Apple did a good job explaining why it would be burdensome for the company to comply with the government’s request, said Timothy Edgar, a senior fellow at the Watson Institute for International Studies and Public Affairs at Brown University. Apple said experienced engineers would have to design, create, test and validate the compromised operating system, and then deploy and supervise its operation by the FBI to crack the phone’s passcode, using a “hyper-secure isolation room” to do so.
Still, he said, Apple may have a hard time backing up some of its technological arguments in court, or the U.S. in its reply may agree that compliance is difficult but demand it anyway.
Apple filed its response the day before it was due, and also before its shareholder meeting Friday in Cupertino, California.
Chief Executive Officer Tim Cook, well-schooled in rallying investors at the company’s annual meetings, may use the forum to assert again that the company is determined to protect customers’ privacy. He’s got the technology industry’s backing, with Google and Microsoft Corp. leading the charge to submit friend-of-the-court filings.
“Apple is breaking ranks in a significant way, siding with individual consumers and users by doing what it’s doing,” Rudenstine said. He contrasted Cook’s “brave” stand with what he described as the standard practice a half century ago of communication companies complying with government requests for information without telling customers.

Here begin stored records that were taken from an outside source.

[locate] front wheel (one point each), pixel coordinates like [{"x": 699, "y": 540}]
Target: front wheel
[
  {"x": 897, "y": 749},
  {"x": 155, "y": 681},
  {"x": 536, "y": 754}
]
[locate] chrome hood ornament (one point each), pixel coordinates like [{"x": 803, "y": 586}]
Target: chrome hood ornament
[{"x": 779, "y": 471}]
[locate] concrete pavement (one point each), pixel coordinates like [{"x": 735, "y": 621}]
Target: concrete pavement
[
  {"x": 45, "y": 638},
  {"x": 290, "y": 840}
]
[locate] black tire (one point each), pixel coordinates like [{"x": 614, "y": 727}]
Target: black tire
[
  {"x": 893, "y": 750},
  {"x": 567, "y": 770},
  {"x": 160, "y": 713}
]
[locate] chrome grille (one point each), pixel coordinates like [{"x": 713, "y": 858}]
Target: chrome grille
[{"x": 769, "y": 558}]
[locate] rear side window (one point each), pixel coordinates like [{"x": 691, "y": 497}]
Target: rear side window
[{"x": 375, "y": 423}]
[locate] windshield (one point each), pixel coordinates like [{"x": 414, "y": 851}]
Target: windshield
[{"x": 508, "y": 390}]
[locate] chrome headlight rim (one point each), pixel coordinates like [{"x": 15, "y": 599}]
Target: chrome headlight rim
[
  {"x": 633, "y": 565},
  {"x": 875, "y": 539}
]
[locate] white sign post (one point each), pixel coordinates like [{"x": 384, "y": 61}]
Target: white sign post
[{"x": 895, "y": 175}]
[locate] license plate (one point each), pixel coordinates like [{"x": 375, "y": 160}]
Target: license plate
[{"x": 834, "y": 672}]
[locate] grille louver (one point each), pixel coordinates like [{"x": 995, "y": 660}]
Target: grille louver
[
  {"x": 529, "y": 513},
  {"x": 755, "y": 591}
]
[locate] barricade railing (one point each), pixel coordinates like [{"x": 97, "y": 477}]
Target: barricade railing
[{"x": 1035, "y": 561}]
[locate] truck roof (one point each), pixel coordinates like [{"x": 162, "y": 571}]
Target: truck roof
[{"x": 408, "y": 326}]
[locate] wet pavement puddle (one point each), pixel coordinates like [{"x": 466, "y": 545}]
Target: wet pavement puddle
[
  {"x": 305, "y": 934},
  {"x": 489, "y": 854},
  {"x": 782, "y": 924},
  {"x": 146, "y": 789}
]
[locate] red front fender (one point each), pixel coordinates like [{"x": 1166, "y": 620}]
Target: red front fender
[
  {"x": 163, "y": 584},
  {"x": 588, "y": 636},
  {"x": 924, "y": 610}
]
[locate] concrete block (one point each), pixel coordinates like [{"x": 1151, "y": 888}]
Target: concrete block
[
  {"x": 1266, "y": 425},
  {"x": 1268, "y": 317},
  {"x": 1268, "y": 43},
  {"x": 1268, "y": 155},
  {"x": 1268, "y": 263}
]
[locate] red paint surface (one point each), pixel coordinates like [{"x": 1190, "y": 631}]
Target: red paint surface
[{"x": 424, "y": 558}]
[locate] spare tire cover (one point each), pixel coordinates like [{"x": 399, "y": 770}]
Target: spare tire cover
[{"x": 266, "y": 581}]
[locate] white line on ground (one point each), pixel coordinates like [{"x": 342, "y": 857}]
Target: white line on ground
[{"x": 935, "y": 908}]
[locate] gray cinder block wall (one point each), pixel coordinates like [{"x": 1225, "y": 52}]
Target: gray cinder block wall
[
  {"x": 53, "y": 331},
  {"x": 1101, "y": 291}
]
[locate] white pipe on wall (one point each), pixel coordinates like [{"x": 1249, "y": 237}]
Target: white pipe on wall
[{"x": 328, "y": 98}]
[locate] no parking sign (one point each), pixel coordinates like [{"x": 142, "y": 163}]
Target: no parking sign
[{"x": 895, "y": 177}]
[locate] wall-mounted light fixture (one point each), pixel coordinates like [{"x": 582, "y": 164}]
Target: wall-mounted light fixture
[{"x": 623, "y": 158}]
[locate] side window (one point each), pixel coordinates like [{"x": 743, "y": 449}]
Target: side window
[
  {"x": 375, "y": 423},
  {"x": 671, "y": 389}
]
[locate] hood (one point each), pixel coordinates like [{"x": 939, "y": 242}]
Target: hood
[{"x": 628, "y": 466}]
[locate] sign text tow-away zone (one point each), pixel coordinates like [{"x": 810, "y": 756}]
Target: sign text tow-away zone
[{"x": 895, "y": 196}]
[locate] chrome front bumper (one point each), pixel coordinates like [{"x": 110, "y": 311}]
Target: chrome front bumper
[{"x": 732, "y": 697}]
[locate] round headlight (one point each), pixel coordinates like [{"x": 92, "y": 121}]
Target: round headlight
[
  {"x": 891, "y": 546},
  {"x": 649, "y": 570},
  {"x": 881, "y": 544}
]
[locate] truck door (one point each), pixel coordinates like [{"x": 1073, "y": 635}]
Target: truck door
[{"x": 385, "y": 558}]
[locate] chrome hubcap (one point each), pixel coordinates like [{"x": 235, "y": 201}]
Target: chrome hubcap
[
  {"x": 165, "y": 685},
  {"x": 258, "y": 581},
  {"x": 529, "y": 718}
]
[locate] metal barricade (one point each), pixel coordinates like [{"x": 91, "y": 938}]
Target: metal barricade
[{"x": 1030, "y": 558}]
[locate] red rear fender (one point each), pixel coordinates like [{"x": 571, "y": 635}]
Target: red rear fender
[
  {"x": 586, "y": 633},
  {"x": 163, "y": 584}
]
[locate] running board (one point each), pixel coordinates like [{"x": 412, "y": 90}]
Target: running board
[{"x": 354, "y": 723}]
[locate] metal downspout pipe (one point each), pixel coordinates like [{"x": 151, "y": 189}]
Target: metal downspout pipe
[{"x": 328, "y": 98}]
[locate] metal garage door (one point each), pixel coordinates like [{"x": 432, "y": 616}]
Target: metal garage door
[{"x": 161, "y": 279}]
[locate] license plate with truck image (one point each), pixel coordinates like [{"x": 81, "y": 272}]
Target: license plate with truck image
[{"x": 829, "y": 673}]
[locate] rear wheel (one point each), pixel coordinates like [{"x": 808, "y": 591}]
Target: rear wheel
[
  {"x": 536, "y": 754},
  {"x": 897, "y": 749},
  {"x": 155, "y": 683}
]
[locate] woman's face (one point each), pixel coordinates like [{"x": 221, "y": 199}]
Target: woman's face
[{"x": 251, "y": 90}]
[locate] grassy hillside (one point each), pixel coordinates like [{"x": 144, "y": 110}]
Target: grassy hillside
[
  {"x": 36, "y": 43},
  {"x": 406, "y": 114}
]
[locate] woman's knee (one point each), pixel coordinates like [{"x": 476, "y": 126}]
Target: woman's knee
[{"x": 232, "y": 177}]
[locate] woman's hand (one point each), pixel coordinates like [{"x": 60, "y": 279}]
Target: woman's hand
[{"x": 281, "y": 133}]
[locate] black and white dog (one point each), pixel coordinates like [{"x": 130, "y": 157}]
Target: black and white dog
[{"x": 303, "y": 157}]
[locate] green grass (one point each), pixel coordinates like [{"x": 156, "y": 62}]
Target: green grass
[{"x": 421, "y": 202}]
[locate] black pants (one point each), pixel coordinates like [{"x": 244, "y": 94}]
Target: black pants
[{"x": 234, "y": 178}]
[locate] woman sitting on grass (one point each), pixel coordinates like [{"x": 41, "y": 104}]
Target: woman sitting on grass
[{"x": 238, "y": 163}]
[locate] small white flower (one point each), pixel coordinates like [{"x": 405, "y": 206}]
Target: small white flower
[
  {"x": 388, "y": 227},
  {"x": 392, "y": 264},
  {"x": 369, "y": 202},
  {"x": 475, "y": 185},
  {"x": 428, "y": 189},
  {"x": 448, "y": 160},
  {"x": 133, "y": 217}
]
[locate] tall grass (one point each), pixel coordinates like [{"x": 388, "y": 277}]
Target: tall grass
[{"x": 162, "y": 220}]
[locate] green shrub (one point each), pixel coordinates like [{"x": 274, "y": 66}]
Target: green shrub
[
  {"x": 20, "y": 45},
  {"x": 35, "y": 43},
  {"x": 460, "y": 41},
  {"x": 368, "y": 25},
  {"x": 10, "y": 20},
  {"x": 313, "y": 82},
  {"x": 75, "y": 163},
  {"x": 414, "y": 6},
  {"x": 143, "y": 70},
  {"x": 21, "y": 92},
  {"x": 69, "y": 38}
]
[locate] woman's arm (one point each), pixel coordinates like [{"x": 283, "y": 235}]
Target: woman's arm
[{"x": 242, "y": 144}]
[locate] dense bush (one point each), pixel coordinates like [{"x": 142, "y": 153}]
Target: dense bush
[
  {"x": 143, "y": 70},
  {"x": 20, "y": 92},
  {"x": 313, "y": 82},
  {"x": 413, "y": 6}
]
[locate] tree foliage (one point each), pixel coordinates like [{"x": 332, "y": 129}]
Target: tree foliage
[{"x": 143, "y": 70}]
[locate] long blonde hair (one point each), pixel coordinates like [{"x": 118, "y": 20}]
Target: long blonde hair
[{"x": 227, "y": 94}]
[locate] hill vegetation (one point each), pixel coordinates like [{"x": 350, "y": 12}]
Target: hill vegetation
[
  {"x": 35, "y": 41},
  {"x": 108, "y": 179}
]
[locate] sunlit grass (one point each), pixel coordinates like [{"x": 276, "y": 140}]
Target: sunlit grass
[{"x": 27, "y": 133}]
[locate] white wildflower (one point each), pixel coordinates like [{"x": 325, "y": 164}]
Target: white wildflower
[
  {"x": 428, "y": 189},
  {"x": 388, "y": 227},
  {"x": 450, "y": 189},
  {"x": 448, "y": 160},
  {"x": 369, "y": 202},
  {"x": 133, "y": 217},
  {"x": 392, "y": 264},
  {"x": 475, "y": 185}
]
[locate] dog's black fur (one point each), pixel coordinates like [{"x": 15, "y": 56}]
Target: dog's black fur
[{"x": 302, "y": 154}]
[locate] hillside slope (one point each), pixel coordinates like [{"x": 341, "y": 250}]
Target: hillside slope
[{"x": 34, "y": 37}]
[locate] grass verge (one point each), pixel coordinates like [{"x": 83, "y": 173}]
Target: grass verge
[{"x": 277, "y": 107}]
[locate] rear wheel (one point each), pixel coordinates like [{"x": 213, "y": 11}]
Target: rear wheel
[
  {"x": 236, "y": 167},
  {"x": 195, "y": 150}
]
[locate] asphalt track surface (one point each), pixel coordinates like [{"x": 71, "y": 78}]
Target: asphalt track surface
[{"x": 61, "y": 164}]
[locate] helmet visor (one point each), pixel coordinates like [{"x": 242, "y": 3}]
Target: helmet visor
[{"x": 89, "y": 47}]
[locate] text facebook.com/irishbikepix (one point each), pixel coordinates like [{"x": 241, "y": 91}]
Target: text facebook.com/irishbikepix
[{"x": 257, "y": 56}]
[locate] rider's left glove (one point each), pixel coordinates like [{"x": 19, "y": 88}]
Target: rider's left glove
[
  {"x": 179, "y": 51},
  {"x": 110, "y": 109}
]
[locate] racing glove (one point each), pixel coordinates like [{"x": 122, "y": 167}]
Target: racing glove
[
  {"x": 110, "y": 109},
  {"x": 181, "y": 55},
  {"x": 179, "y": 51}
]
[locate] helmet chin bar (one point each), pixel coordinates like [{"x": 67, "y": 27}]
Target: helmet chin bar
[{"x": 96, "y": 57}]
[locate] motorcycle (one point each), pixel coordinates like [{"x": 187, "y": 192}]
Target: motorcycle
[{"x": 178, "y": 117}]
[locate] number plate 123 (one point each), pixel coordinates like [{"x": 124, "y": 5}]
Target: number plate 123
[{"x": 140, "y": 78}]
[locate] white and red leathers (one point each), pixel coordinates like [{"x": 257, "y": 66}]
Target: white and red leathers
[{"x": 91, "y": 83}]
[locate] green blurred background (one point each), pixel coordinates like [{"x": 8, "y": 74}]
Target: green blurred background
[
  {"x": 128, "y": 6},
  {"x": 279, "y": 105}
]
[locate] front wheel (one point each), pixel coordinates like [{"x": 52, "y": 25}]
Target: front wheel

“Even if he loses on the merits,” Rudenstine said, “in the end he’s forcing the country to come to terms with an open and broad public debate over this important national public policy matter."
The case is In the Matter of the Search of an Apple iPhone Seized During the Execution of a Search Warrant on a Black Lexus IS300, California License Plate 35KGD203, 16-00010, U.S. District Court, Central District of California (Riverside).